28/10/2025
Quando, anni fa, ho scelto di diventare fisioterapista, l'immagine che i miei amici si erano fatti del mio futuro lavoro era piuttosto chiara.
Nella loro testa, e forse anche un poʻ nella mia, ero già lì, con la maglietta attillata, a sistemare contratture a calciatori e modelle con problemi posturali.
E io li lasciavo sognare.
Ma poi è arrivata la realtà.
La realtà fatta di pazienti che non corrono i 100 metri, ma che lottano per riuscire a stare seduti da soli, a portare una forchetta alla bocca o a camminare per qualche metro cercando di non cadere.
Mi occupo di riabilitazione, in ambito neurologico e ortopedico.
Questo significa lavorare con persone colpite da ictus, Parkinson, sclerosi multipla, protesi, fratture, traumi.
Significa sedersi accanto a chi, magari fino a ieri era indipendente e oggi fa fatica anche solo ad alzarsi dal letto.
Altro che palestra e stretching post-partita.
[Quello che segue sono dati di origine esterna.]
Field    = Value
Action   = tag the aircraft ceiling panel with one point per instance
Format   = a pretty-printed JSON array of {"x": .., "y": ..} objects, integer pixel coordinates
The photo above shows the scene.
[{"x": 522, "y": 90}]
Qui si lavora sulla dignità, sulla motivazione, sulla voglia di riprendersi un pezzo di vita.
E sapete una cosa?
È molto più bello così.
Perché ogni progresso, anche minimo, vale quanto se non più di una medaglia.
Un ginocchio che finalmente si piega, una spalla che torna a muoversi, una mano che riesce ad afferrare un bicchiere sono conquiste che si celebrano come trofei.
E dietro ogni miglioramento c'è impegno, fiducia, e quella relazione umana che solo il tempo e il lavoro condiviso possono creare.
È un lavoro fatto di piccole grandi vittorie, di frustrazioni, di pazienza (moltissima), e di una profonda responsabilità.
Non è mai monotono, e non è mai superficiale.
E soprattutto, non è mai come se l’erano immaginato i miei amici.
Quindi no, non lavoro con atleti famosi o modelle da copertina.
Lavoro con persone vere.
Con i loro limiti, le loro paure, la loro forza.
Ed è esattamente così che ho capito di aver scelto il mestiere giusto.